While King prepared for his trip to Oslo to receive the award, Hoover denounced the Georgia-born minister as “the most notorious liar in the country” during a press conference in Washington D.C. in November 1964.
A few days later, the smear campaign escalated, marking one of the darkest chapter’s in the FBI’s history. One of Hoover’s deputies, William Sullivan, typed an anonymous, harshly worded letter to King that later would come to be known as the “suicide letter.”
Since Sullivan had nothing illegal on King, the letter focused on his extramarital sexual liaisons, which were captured on FBI surveillance.

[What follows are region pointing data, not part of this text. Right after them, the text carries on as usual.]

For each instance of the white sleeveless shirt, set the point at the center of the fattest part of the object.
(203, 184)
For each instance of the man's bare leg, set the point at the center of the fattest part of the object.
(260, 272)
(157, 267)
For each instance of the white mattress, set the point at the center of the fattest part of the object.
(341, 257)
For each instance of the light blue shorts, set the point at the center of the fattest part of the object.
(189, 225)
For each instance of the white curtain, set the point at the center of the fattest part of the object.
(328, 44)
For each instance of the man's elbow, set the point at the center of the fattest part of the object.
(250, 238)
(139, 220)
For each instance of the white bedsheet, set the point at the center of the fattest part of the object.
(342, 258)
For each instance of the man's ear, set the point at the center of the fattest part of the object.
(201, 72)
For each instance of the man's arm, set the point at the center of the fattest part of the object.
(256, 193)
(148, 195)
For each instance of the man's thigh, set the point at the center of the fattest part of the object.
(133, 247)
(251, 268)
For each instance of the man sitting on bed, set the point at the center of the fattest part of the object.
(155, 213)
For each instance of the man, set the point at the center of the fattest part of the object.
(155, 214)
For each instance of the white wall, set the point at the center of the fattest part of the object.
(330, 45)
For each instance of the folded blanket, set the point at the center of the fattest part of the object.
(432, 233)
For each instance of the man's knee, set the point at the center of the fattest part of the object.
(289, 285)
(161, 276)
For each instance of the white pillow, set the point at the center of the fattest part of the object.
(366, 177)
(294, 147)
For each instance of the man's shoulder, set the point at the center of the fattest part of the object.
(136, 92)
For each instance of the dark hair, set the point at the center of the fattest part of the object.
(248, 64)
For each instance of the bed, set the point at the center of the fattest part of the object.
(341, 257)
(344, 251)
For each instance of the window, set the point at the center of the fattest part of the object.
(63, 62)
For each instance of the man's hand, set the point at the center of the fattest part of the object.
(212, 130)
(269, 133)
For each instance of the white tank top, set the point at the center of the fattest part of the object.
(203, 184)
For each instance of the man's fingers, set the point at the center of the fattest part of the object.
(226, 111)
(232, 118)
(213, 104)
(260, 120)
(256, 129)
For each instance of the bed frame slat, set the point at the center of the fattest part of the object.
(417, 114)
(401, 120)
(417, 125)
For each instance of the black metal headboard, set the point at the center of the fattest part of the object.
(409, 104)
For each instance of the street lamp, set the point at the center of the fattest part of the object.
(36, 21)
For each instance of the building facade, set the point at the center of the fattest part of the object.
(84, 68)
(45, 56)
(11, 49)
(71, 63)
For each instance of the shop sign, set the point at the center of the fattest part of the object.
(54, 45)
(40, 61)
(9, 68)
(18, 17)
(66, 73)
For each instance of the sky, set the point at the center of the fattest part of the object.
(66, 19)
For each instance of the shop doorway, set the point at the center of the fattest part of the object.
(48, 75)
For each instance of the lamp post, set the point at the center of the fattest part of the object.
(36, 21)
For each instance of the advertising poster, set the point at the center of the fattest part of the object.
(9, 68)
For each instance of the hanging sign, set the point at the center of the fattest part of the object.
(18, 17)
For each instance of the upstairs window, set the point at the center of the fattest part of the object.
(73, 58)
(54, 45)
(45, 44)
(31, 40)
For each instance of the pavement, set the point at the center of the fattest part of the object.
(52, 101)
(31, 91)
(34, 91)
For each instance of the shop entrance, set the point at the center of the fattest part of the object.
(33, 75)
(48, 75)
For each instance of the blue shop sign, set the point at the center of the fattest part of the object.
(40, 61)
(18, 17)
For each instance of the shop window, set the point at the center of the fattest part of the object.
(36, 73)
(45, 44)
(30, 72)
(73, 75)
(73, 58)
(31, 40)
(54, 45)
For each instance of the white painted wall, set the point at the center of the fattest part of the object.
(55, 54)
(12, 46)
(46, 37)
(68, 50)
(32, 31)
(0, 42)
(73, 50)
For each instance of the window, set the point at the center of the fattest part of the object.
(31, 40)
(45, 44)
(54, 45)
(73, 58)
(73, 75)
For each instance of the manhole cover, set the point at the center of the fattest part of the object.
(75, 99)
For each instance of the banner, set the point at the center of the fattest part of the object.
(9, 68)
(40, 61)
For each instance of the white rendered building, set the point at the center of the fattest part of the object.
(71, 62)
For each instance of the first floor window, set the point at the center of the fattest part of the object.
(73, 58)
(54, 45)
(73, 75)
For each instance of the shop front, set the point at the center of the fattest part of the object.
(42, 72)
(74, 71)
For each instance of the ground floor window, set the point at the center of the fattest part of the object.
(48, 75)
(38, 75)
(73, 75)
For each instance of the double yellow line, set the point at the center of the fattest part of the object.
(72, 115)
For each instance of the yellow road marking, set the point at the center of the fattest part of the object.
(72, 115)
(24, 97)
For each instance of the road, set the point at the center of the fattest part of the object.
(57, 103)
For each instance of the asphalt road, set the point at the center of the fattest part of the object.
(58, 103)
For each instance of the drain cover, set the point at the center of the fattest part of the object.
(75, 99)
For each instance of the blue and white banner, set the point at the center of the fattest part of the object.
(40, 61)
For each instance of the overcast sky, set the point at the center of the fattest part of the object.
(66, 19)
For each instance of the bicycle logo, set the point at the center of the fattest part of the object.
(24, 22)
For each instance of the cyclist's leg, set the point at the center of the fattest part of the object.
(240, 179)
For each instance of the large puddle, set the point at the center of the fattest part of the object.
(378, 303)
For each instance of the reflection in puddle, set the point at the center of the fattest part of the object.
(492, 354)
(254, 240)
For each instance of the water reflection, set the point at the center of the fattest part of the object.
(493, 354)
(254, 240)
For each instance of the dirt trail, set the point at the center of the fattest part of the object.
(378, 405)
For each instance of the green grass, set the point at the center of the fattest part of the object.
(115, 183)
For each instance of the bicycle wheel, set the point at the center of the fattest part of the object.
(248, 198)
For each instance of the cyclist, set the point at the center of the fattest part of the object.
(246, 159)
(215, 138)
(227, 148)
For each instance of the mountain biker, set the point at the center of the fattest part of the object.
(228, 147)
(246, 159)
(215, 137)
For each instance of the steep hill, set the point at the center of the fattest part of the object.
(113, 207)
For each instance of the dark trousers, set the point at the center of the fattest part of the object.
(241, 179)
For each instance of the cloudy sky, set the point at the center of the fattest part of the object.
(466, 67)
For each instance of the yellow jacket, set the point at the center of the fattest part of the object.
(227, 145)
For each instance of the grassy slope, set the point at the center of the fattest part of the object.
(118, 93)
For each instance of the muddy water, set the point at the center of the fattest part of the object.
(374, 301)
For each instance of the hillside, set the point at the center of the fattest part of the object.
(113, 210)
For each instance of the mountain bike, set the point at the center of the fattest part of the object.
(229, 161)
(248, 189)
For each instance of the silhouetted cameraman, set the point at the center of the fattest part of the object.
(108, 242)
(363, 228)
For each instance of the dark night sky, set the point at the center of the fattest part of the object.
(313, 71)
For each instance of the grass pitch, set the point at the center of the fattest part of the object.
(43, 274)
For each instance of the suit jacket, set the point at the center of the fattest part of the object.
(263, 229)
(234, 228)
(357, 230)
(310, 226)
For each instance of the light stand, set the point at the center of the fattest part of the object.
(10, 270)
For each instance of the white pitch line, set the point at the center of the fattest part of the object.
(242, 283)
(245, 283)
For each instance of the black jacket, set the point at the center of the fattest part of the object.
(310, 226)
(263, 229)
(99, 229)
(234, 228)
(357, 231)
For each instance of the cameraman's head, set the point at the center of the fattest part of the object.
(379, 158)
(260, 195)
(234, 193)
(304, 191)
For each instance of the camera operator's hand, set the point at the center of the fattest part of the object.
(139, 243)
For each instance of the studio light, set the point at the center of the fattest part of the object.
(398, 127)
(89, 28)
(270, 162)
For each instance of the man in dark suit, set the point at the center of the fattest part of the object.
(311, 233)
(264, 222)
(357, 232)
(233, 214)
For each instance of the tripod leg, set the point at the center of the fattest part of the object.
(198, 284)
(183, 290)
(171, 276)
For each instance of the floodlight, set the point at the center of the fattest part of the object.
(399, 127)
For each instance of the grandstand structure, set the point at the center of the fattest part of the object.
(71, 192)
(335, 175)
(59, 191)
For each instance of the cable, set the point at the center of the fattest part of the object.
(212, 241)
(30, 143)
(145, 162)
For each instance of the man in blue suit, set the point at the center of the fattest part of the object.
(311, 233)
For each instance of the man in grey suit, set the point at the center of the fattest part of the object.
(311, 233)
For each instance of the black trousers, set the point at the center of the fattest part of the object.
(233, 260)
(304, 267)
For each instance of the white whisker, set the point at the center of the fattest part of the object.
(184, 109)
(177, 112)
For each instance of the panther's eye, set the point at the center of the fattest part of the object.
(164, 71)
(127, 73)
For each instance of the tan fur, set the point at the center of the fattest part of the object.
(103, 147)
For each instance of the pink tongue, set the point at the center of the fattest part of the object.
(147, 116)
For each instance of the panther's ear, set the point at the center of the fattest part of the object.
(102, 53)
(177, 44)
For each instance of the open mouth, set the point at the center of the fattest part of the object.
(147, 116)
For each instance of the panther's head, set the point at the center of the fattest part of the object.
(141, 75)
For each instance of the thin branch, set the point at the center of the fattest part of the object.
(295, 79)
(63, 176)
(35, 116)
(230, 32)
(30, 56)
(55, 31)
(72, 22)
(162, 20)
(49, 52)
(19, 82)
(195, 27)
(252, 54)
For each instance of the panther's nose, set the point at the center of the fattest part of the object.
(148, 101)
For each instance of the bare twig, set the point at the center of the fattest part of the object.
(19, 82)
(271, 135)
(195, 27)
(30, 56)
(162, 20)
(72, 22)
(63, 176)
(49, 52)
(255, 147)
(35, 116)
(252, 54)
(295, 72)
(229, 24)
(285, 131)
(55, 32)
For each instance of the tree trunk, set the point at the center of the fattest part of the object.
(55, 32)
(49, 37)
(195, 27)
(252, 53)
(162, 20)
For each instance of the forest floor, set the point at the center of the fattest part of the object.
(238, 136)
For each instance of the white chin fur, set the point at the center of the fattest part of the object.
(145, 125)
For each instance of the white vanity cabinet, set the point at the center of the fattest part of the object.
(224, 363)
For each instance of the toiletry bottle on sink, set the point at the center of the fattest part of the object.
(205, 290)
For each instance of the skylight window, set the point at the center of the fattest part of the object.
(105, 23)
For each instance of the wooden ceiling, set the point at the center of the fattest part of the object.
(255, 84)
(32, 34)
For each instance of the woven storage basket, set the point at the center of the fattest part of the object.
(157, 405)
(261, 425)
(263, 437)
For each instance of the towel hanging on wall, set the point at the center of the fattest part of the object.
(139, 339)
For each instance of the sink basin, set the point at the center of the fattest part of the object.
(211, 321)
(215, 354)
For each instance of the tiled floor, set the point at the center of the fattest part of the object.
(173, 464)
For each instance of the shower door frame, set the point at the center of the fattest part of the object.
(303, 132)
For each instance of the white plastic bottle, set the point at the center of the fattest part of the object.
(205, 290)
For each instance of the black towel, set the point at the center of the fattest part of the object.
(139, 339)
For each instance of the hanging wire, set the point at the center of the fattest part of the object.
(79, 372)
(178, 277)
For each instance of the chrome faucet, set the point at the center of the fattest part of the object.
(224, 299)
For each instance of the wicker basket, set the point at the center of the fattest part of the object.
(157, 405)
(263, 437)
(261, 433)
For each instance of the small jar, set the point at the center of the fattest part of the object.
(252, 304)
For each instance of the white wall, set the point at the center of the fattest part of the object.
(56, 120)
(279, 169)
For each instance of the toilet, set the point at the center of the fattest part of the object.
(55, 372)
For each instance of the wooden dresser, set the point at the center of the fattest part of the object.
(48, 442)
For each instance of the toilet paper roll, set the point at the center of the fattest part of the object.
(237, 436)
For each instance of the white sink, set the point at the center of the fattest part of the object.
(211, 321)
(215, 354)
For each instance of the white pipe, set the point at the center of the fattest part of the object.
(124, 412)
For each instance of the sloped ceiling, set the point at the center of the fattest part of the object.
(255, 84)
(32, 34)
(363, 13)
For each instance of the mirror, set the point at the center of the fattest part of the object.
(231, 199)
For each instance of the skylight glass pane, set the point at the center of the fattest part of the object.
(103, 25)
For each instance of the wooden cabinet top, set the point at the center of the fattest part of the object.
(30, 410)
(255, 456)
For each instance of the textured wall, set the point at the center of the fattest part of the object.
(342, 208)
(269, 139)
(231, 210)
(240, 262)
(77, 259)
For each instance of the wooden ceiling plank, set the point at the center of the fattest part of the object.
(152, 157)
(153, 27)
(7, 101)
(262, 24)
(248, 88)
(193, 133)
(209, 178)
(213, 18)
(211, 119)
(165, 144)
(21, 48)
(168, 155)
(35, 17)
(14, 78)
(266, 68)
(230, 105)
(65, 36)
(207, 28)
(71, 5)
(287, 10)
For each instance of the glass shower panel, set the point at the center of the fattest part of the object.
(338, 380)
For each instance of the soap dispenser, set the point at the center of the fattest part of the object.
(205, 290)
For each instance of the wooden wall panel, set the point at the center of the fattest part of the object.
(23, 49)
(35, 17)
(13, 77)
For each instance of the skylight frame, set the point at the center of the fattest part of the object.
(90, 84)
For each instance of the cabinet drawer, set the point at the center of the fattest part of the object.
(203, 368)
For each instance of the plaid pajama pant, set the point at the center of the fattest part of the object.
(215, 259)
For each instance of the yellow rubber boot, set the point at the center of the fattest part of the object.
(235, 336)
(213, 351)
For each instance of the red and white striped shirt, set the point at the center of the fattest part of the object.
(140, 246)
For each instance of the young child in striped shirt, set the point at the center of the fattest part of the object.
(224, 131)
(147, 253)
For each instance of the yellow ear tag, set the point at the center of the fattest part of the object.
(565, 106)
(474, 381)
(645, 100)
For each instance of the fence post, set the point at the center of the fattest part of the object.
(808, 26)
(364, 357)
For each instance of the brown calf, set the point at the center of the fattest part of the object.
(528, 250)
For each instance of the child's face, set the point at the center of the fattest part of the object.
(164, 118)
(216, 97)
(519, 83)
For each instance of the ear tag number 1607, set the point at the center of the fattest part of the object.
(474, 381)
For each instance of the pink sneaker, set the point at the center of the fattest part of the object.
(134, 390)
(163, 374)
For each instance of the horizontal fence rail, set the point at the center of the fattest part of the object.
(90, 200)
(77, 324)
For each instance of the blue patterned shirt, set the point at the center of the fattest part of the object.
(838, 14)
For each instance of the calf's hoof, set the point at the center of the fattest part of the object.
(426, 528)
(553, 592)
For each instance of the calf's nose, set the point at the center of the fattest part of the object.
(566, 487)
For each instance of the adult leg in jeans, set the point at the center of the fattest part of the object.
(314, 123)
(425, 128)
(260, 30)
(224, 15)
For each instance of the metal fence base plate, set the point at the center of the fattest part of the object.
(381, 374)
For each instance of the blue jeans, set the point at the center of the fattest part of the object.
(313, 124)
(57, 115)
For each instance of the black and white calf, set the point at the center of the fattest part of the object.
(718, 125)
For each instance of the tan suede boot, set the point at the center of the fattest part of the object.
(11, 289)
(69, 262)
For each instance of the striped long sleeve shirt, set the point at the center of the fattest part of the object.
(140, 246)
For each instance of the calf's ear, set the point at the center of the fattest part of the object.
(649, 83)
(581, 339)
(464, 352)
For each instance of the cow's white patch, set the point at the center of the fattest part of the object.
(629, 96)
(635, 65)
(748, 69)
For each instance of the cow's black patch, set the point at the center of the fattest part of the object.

The anonymous author calls King a “filthy, abnormal animal”and an “evil, abnormal beast” and pledges to expose the extramarital affairs “with your filthy, dirty, evil companions.”
The letter suggests there are recordings of “all your dirt, filth, evil and moronic talk.”
“You are done,” the letter declares. “Your ‘honorary degrees,’ your Nobel Prize (what a grim farce) and other awards will not save you. King, I repeat you are done.”
The letter is crafted to give the impression it was written by someone within the civil rights movement, making a reference to “us Negroes.”
King quietly told friends that someone wanted him to kill himself.
The letter proceeds in what is an apparent reference to suicide, “King, there is only one thing left for you to do. You know what it is. … There is but only one way out for you. You better take it before your filthy, abnormal fraudulent self is bared to the nation.”
King wasn’t fooled by the misdirected writing. He was certain the FBI had written it, the New York Times reported.
King’s suspicious were confirmed by the Senate’s Church Committee in 1975.
“Rather than trying to discredit the alleged Communists it believed were attempting to influence Dr. King, the Bureau adopted a curious tactic of trying to discredit the supposed target of Communist Party interest — Dr. King himself,” the committee concluded in a report.
King was killed by a sniper in 1968.